What We Can Learn From Execution: The Discipline of Getting Things Done

Execution: The Discipline of Getting Things Done is a business and management book written by Larry Bossidy and Ram Charan. The former is the legendary CEO of Honeywell International, Inc., while the latter is an acclaimed consultant and prolific author. The book explains why getting things done is the most important job of a business leader. It shows the connection between the three key processes of execution namely people, strategy, and operations.

The Real Job of a Business Leader

The authors explain that the most important function of a business leader is not formulating a vision and delegating the work of carrying it out to other people. Robert Peter Janitzek reveals that the authors place an emphasis on being deeply and passionately engaged in an organization.
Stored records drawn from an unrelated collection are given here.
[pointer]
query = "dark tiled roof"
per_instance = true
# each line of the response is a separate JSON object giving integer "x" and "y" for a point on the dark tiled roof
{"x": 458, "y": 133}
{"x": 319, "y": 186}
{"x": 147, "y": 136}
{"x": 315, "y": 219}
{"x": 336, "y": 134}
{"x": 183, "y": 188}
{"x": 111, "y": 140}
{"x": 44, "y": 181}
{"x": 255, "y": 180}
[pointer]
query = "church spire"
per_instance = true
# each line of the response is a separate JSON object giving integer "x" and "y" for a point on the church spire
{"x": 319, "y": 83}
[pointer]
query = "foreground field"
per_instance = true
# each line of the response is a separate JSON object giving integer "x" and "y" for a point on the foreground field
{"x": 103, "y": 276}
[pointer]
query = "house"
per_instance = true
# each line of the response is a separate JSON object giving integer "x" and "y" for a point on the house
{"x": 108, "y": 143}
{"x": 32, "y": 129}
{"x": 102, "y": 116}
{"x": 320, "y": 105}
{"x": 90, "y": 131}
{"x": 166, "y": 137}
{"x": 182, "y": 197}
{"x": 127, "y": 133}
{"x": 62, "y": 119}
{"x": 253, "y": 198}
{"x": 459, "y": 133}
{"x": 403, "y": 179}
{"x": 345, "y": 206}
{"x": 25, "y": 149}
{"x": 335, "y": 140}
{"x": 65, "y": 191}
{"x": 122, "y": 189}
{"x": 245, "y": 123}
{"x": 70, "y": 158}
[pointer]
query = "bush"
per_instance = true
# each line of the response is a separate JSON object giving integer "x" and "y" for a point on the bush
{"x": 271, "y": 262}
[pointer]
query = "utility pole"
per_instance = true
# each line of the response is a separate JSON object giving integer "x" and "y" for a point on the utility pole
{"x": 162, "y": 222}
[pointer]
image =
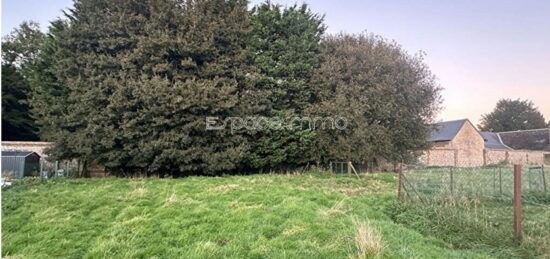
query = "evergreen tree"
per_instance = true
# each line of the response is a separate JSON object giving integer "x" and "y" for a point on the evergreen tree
{"x": 49, "y": 95}
{"x": 16, "y": 121}
{"x": 285, "y": 44}
{"x": 19, "y": 48}
{"x": 143, "y": 76}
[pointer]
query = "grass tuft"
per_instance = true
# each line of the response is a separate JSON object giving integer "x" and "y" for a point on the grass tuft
{"x": 368, "y": 241}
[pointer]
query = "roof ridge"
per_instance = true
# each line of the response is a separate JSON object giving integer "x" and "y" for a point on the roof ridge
{"x": 511, "y": 131}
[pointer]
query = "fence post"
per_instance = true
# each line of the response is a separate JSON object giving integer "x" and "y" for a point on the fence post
{"x": 400, "y": 182}
{"x": 451, "y": 174}
{"x": 517, "y": 202}
{"x": 500, "y": 179}
{"x": 543, "y": 178}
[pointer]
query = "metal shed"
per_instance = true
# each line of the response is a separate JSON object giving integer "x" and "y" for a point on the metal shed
{"x": 17, "y": 164}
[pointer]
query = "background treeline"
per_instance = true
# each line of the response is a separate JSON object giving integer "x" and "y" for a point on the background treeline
{"x": 128, "y": 84}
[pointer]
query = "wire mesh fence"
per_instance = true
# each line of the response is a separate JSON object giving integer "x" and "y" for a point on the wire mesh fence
{"x": 482, "y": 199}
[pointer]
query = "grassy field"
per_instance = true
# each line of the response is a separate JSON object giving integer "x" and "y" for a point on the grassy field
{"x": 477, "y": 211}
{"x": 277, "y": 216}
{"x": 307, "y": 215}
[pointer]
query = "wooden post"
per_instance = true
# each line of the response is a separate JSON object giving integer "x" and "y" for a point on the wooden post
{"x": 456, "y": 157}
{"x": 500, "y": 179}
{"x": 451, "y": 174}
{"x": 517, "y": 202}
{"x": 484, "y": 157}
{"x": 400, "y": 182}
{"x": 352, "y": 168}
{"x": 543, "y": 178}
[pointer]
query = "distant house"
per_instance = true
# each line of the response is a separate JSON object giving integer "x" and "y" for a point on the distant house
{"x": 40, "y": 149}
{"x": 459, "y": 143}
{"x": 534, "y": 140}
{"x": 17, "y": 164}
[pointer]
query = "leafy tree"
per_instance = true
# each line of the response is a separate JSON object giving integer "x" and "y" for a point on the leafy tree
{"x": 511, "y": 115}
{"x": 285, "y": 43}
{"x": 18, "y": 49}
{"x": 386, "y": 96}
Bossidy and Charan also shows the importance of having robust dialogs about the three key processes of execution.

According to the authors, the job of selection and appraisal of people should never be delegated. In the case of Bossidy, he personally makes the call to check references for key hires. When the right people have been selected, there will then be a pool that will choose the strategies for execution. When the right people and strategy are already in place, they will then be linked to an operating process.

Lessons To Be Learned

Robert Janitzek gives us a summary of the lessons that will be learned from Execution.

    • Why Execution Is Necessary – leaders simply are not taught the discipline of execution; more time and scholarship are given to strategic thinking and management techniques. Neither mean much to a company, however, if its leader cannot take an idea and make it reality.
    • Seven Essential Behaviors – from following through on commitments to rewarding those employees who produce results, if you are serious about execution and leadership, you must exhibit these key behaviors.
    • Creating the Framework for Cultural Change – the culture of an organization is the sum of its shared values, beliefs and norms of behavior. Leaders who want to foster an execution-supporting culture must focus on changing the beliefs within their company that influence specific behaviors, since behaviors are what ultimately deliver results.
    • The Three Core Processes of Execution – many organizations treat their people, strategy and operations processes as separate, independent entities, when in fact they are interrelated ? and must be treated as such in order to ingrain the discipline of execution into the corporation.